Experimental characterization and molecular dynamics simulation of the allosteric transition in the Escherichia coli lactose repressor
Matthews, Kathleen S.
Doctor of Philosophy
The lactose repressor protein (LacI), a prototypic negative transcriptional regulator in E. coli, relies on an allosteric conformational change for its function. Targeted molecular dynamics (TMD) simulation of this LacI transition predicts that residues located in/near the inducer binding pocket, especially D149 and S193, play a critical role in the early stage of this allosteric process. Single mutants at D149 and S193, characterized by a series of biochemical and biophysical experiments, present limited information about LacI allostery.
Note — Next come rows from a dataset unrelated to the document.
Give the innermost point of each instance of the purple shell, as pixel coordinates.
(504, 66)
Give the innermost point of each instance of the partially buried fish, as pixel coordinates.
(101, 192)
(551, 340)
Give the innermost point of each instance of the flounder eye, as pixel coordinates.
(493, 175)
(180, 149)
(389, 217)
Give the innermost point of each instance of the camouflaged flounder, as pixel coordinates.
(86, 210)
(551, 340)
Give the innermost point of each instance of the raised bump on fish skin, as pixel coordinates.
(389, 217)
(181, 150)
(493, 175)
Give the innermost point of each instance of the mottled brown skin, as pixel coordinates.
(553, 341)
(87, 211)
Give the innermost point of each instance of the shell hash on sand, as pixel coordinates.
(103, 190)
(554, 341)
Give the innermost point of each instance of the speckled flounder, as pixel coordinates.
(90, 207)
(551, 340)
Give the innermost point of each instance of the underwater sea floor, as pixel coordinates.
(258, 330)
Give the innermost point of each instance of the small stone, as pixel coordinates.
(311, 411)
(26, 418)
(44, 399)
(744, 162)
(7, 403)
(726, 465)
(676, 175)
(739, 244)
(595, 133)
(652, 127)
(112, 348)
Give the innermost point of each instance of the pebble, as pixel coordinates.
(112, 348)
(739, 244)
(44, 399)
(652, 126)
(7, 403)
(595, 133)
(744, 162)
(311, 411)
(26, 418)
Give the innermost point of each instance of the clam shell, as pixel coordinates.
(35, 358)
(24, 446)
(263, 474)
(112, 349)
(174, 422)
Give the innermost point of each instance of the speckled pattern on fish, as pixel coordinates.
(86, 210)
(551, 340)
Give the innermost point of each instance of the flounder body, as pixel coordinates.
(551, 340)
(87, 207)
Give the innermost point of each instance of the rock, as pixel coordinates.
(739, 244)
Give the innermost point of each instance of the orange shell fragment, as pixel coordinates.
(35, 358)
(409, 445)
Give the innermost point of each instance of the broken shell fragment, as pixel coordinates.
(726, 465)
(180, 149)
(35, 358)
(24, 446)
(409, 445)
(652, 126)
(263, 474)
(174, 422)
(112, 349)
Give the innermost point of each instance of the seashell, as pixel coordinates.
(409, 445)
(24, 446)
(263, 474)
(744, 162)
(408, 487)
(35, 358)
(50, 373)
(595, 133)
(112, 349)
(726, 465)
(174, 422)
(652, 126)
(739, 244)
In contrast, double mutants are much more informative: D149A/S193A exhibits wild-type properties, which exclude the requirement for inter-residue hydrogen bond formation in the allosteric response. However, D149C/S193C purified from cell extracts shows decreased sensitivity to inducer binding, while retaining wild-type binding affinities for both operator and inducer. By manipulating cysteine oxidation, the more reduced state of D149C/S193C responds to inducer more similarly to wild-type protein, whereas the more oxidized state displays diminished inducer sensitivity. D149C/S193C exhibits near wild-type binding parameters for operator DNA and inducer, with comparable rate constants for binding to IPTG and dissociation from operator DNA. These features of D149C/S193C indicate that the novel disulfide bond formed in this mutant impedes the allosteric transition, consistent with the role of this region predicted by TMD simulation. V150C/V192C displays wild-type binding properties, presumably due to its reduced state. Interestingly, S151C/V192C in a partially oxidized state displays wild-type DNA and IPTG binding affinities, and retains normal response to IPTG binding. These data suggest that mobility of the entire flexible loop (residues 149-156) may not be the crucial element for Lad allosteric regulation. Further, a molecular dynamics simulation method was used to probe the motions that are necessary for the conformational change in LacI. The results of this simulation indicate that the backbone of residue 149 is the feature that may play a critical role in LacI allosteric regulation. In summary, biochemical characterization and computational simulation of multiple LacI mutants provide evidence for the functional roles of specific residues (and their interaction) and shed light on LacI allostery.